I remember every single detail; I was nine.
About seven months prior, my parents gathered us in the living room and made an announcement: we were going to have a sister. I crawled off the couch, put my head in my mom's lap, and cried. I'd never been happier or more filled with hope.
Would she have dark hair like me? What would her voice sound like? Is she already alive somewhere else, just waiting to be born?
Those seven months flew by, and one day my parent's called another family meeting: we wouldn't have a sister after all. There was something called an umbilical cord that fed the baby, it got a kink, and my sister starved to death.
Later that day, my parents brought me and my older sister to the front yard. We stood around a tiny red bird house my dad had built earlier that day. My mom explained that she wanted us to see my sister. She said that what we were about to see wasn’t funny or gross, that we should try and understand the sadness.
I remember having no idea what she was talking about and I turned my face up and looked at her. When I turned back, my dad had removed the lid to the bird house, and there she was, my sister. I’d never seen anything so beautiful or horrible. I hid my face in my mom’s side and tried to scream, but I couldn’t make any sound. I ran to my room and cried, and I didn’t speak for weeks.
My sister was lying on her left side, her tiny face was twisted in pain, and her mouth was open as if she were screaming. She even had a furrowed brow, or what I imagined was a furrowed brow. Her head was slightly deflated, I guess from the lack of development. Her hands looked to be about the size of a penny. But she was perfect to me. I loved her completely. I built a little cross out of scrap wood, and my family had a ceremony together in the evening. We buried her on our land, which now belongs to someone else.
I stopped praying to anyone but her. We started having conversations. I told her I missed her and knew that someday we would be together. I imagined that she lived in a vast field with tall grass. I told her what was happening at school and what it was like to turn ten. I promised her I’d never forget. I was sad she left me behind. Time passed.
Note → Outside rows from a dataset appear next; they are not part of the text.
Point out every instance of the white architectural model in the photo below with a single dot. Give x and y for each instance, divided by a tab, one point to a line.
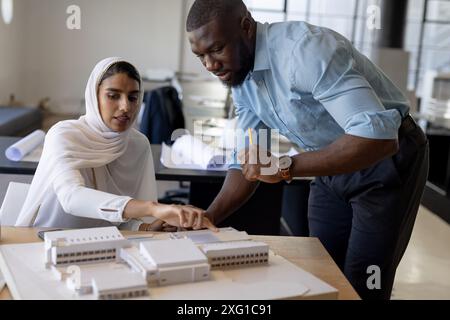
83	246
102	262
236	253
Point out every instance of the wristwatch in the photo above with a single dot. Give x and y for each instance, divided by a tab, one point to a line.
284	166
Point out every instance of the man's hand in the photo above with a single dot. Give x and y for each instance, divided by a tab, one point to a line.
183	216
259	164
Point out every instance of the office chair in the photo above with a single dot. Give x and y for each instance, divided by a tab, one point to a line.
162	115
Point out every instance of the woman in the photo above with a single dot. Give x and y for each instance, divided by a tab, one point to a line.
93	170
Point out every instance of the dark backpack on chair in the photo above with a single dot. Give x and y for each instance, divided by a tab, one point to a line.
162	115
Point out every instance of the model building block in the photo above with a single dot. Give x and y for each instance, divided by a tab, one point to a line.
83	246
236	253
177	261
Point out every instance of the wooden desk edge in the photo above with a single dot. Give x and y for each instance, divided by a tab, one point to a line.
284	246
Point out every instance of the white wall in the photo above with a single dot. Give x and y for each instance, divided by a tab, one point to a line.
11	55
40	57
58	60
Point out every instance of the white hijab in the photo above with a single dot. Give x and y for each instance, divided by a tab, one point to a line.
89	143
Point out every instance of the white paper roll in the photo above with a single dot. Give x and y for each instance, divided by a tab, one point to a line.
21	148
189	150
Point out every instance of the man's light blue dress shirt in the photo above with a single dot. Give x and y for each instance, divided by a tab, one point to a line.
312	85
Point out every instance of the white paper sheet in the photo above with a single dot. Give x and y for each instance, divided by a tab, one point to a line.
27	149
2	282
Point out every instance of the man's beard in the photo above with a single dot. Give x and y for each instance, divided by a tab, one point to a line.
246	61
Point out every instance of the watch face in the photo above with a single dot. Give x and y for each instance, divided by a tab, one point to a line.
285	162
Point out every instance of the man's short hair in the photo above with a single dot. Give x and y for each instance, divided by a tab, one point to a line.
204	11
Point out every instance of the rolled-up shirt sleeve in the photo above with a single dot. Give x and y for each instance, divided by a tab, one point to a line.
327	69
247	119
79	200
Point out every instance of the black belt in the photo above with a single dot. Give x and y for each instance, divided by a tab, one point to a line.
408	125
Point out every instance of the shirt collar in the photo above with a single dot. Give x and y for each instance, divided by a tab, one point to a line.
261	58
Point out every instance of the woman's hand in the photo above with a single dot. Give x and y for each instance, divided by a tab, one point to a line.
157	225
182	216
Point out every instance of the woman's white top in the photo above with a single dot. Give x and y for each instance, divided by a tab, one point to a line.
63	192
88	198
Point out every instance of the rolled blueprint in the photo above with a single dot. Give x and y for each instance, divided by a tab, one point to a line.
21	148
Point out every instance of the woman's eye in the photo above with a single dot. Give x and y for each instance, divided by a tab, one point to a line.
113	96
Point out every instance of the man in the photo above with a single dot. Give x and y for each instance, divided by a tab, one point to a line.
369	156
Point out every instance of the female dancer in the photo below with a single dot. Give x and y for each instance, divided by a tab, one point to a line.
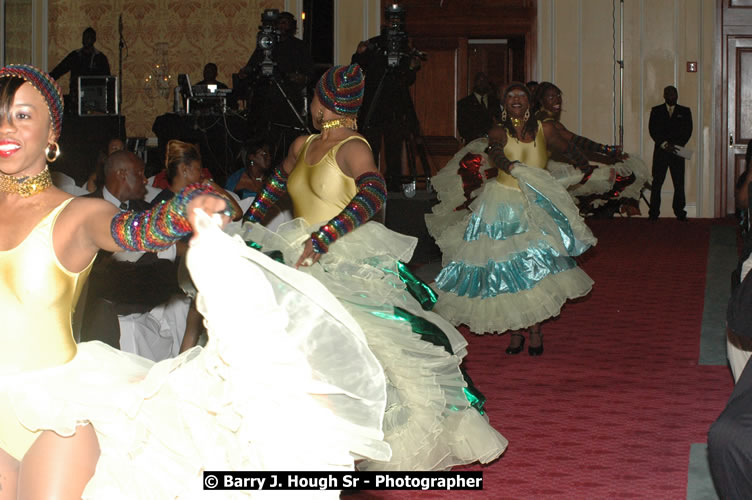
335	189
508	262
622	182
88	421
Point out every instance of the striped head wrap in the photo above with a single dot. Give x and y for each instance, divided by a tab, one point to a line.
340	89
46	86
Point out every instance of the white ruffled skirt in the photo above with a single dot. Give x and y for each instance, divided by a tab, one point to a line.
286	382
508	263
602	180
429	423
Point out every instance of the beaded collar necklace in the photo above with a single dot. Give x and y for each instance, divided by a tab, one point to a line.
26	186
345	121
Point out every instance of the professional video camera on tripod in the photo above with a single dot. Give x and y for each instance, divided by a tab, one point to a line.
275	80
390	64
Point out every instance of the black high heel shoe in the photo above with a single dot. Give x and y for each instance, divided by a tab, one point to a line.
518	349
536	351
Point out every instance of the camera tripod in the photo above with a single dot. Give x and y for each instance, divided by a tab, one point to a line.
409	140
281	134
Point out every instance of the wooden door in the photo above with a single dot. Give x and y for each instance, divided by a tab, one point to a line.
733	79
739	119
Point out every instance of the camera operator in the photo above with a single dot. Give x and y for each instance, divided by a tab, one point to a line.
389	62
288	62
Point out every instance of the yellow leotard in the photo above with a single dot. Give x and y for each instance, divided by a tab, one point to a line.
532	154
321	191
37	295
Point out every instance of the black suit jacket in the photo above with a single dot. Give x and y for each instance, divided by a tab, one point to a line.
675	129
132	286
473	119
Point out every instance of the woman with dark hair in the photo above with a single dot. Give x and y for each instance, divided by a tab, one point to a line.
254	160
619	183
434	416
508	262
183	168
83	420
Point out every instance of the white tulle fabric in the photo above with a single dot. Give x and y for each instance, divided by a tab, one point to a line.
286	382
428	422
513	311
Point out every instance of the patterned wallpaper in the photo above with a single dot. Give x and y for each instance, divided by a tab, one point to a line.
194	32
18	25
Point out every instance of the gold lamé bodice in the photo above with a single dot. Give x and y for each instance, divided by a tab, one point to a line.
532	154
37	296
320	191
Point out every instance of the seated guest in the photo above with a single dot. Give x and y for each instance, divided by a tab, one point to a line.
254	161
183	167
116	287
96	177
210	76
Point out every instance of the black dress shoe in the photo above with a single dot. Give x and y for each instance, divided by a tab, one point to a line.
518	349
535	351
My mom had another baby who turned into my redemption from deep depression and loneliness. She brought me back to an earth filled with hope simply because she existed. We spent every waking hour together, and found ways to travel the whole world: books, an old canoe we found back in the woods, stories, everything.But after all this time, I’ve still not forgotten my little sister. And I will always miss her.
Her name was Passie, because she died on Passover.